Gli interventi dovranno essere orientati al miglioramento, al potenziamento, alla valorizzazione e alla messa a sistema della dotazione di beni e di servizi pubblici a favore delle comunità locali, attraverso azioni sinergiche che abbiano come linee guida i principi di sostenibilità e resilienza.

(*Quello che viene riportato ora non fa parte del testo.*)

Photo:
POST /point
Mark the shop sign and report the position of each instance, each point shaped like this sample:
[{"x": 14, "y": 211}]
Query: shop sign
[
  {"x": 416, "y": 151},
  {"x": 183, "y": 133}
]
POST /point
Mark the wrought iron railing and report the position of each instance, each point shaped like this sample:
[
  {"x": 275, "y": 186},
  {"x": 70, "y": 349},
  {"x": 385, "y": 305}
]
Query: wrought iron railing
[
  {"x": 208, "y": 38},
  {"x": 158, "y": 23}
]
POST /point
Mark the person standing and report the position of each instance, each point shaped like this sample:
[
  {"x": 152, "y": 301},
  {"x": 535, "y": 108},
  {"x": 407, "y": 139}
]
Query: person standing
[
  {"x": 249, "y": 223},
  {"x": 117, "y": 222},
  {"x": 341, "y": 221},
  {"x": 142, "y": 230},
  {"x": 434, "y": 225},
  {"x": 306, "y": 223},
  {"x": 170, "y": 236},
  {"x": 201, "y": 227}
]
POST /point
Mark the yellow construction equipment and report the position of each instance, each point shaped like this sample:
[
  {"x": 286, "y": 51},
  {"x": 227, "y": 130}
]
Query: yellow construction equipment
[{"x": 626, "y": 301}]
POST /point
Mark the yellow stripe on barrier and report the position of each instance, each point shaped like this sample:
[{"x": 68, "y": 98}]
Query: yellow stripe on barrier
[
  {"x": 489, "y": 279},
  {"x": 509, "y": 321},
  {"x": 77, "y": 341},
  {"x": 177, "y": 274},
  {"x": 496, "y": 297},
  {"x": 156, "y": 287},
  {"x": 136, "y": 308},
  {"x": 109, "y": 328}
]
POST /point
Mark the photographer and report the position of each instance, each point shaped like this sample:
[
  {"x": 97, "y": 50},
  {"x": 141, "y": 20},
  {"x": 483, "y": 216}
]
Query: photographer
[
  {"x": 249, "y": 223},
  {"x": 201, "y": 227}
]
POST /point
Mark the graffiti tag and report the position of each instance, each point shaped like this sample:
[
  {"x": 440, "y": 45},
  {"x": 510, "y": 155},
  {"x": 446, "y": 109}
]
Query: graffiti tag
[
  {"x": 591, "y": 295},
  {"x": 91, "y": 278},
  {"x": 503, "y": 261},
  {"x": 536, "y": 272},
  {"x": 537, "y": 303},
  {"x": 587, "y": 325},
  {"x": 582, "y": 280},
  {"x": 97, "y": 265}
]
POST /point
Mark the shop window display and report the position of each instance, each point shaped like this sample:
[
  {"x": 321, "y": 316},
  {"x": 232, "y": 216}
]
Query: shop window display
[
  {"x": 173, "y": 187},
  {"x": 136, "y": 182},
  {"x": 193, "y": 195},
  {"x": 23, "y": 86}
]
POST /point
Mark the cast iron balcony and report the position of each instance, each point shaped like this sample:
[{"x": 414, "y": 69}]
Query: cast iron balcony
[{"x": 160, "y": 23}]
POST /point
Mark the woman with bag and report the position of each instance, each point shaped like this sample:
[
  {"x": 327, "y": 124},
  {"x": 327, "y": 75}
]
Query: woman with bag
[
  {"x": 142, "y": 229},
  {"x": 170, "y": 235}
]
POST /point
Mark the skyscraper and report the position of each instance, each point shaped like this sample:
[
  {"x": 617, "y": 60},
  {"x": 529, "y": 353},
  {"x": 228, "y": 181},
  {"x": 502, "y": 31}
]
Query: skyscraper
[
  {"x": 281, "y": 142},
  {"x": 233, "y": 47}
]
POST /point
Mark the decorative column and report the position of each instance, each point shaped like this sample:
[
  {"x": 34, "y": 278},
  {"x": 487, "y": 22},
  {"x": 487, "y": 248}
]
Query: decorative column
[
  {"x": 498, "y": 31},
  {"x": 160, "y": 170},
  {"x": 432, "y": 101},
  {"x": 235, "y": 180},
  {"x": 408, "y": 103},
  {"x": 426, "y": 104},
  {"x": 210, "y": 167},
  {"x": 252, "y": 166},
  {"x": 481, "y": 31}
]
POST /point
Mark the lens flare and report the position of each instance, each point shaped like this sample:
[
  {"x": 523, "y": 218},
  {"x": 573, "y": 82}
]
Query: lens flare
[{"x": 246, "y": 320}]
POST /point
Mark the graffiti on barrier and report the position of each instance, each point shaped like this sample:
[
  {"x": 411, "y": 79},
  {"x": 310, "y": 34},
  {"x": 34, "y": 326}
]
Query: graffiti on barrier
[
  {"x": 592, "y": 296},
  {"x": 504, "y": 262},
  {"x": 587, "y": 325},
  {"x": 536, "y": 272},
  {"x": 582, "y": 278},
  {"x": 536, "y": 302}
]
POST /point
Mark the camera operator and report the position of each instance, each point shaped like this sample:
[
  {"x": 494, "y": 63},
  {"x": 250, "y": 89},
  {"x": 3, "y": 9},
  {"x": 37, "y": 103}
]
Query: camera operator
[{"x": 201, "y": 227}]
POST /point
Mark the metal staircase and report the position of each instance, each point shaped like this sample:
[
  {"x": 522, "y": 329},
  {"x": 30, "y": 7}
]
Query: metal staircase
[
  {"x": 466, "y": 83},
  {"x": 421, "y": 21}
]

Sarà importante, per la realizzazione e il successo delle strategie, il coordinamento e l’integrazione delle politiche ordinarie relative ai servizi essenziali di cittadinanza (mobilità, sanità ed istruzione) con le politiche di sviluppo per la tutela e la valorizzazione del territorio.

Sono finanziabili esclusivamente interventi ricadenti nei seguenti ambiti strategici:

  • Rigenerazione e recupero del patrimonio edilizio e degli spazi aperti abbandonati, dismessi, sottoutilizzati, atti allo sviluppo di servizi sociali, didattici, culturali e sportivi;
  • Rafforzamento dell’inclusione sociale, contrasto alla povertà e riduzione delle disuguaglianze economiche, sociali e di genere, attraverso interventi a sostegno delle fasce di popolazione più deboli e vulnerabili;
  • Efficientamento energetico degli edifici e azioni volte al contrasto degli effetti dei cambiamenti climatici;
  • Produzione di energia da fonti rinnovabili locali (comunità energetiche, microimpianti idroelettrici, biomasse, biogas, cogenerazione, biometano);
  • Costruzioni di nuove reti, con realizzazione dei relativi impianti di generazione, o estensione di reti esistenti di teleriscaldamento;
  • Digitalizzazione e potenziamento della comunicazione digitale per aumentare l’attrattività dei territori e contrastare il digital divide;
  • Creazione di infrastrutture per garantire servizi culturali anche a fini turistici, creazione o manutenzione straordinaria di itinerari tematici e di percorsi storici;
  • Mobilità sostenibile con sviluppo di reti infrastrutturali stabili e di supporto a forme di mobilità a basso impatto e alto rendimento locale (reti ciclabili di scala territoriale, percorsi casa-scuola e casa-lavoro, potenziamento degli itinerari legati al cicloturismo);
  • Integrazione delle reti di mobilità, manutenzione straordinaria e messa in sicurezza di manufatti e infrastrutture stradali e di mobilità esistenti;
  • Integrazione e potenziamento di percorsi escursionistici, itinerari turistici, aree attrezzate, percorsi segnalati e loro messa in rete;
  • Realizzazione di spazi attrezzati da destinare allo sviluppo e al sostegno delle filiere corte e dei mercati locali;
  • lnterventi volti alla valorizzazione dei rifugi di proprietà di Enti pubblici.

Sono ammissibili le spese successive al 1° gennaio 2022 per interventi i cui lavori siano stati affidati successivamente alla medesima data. Ogni strategia ammessa al contributo deve essere realizzata, con il collaudo degli interventi ivi previsti, e rendicontata entro il 30 novembre 2023, salvo proroghe.

TEMPISTICHE

Le domande di ammissione al finanziamento possono essere presentate entro e non oltre il 29 luglio 2022.